LKML Archive on lore.kernel.org
help / color / mirror / Atom feed
From: Yang Shi <yang.shi@linux.alibaba.com>
To: akpm@linux-foundation.org
Cc: yang.shi@linux.alibaba.com, linux-mm@kvack.org,
linux-kernel@vger.kernel.org
Subject: [RFC PATCH 0/8] Drop mmap_sem during unmapping large map
Date: Wed, 21 Mar 2018 05:31:18 +0800 [thread overview]
Message-ID: <1521581486-99134-1-git-send-email-yang.shi@linux.alibaba.com> (raw)
Background:
Recently, when we ran some vm scalability tests on machines with large memory,
we ran into a couple of mmap_sem scalability issues when unmapping large
memory space, please refer to https://lkml.org/lkml/2017/12/14/733 and
https://lkml.org/lkml/2018/2/20/576.
Then akpm suggested to unmap large mapping section by section and drop mmap_sem
at a time to mitigate it (see https://lkml.org/lkml/2018/3/6/784). So, this
series of patches are aimed to solve the mmap_sem issue by adopting akpm's
suggestion.
Approach:
A couple of approaches were explored.
#1. Unmap large map by section in vm_munmap(). It works, but just sys_munmap()
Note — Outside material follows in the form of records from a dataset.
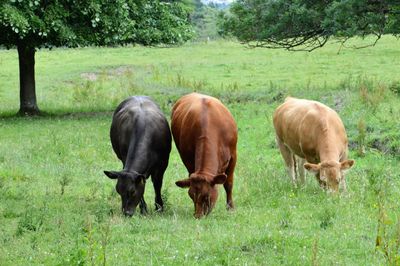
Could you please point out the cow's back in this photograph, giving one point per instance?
(197, 117)
(136, 119)
(300, 125)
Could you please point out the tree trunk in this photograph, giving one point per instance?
(27, 88)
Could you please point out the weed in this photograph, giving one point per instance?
(32, 220)
(64, 182)
(372, 95)
(361, 138)
(314, 254)
(326, 218)
(388, 234)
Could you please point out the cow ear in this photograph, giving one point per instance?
(183, 183)
(219, 179)
(112, 174)
(140, 179)
(313, 168)
(346, 165)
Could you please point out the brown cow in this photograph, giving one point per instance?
(205, 135)
(312, 131)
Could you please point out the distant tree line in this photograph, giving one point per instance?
(307, 25)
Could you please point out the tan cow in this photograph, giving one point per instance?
(311, 131)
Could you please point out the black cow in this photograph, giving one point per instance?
(141, 138)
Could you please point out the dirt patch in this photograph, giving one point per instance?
(110, 73)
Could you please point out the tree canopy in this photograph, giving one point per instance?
(305, 24)
(75, 23)
(31, 24)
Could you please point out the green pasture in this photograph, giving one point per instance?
(58, 208)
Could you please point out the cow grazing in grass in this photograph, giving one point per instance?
(311, 131)
(205, 135)
(141, 138)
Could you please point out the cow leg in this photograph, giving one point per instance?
(289, 159)
(344, 186)
(228, 185)
(301, 170)
(157, 178)
(143, 206)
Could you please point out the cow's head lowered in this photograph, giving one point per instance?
(330, 173)
(202, 191)
(130, 186)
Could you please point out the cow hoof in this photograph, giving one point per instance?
(159, 208)
(230, 206)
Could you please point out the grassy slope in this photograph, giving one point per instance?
(273, 224)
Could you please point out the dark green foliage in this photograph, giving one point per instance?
(306, 25)
(32, 24)
(92, 22)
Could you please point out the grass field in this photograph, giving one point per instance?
(58, 208)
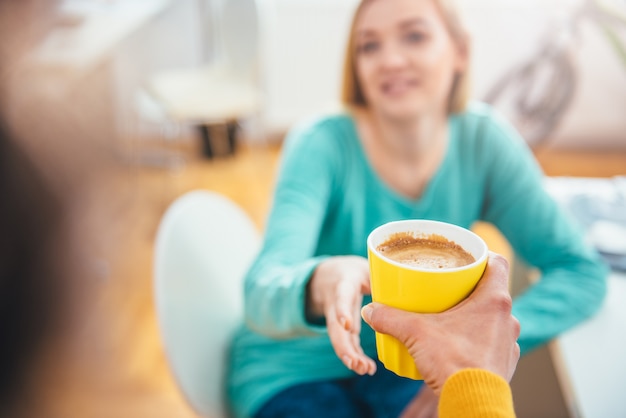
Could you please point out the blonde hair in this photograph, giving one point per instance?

can benefit from this change.
#2. Do unmapping in deeper place of the call chain, i.e. zap_pmd_range().
In this way, I don't have to define a magic size for unmapping. But, there
are two major issues:
* mmap_sem may be acquired by down_write() or down_read() in all the
possible call paths. So, the call path has to be checked to determine
to use which variants, either _write or _read. It increases the
complexity significantly.
* The below race condition might be introduced:
CPU A CPU B
---------- ----------
do_munmap
zap_pmd_range
up_write do_munmap
down_write
......
remove_vma_list
up_write
down_write
access vmas <-- use-after-free bug
And, unmapping by section requires splitting vma, so the code has to
deal with partial unmapped vma, it also increase the complexity
significantly.
#3. Do it in do_munmap(). I can keep splitting vma/unmap region/free pagetables
/free vmas sequence atomic for every section. And, not only sys_munmap()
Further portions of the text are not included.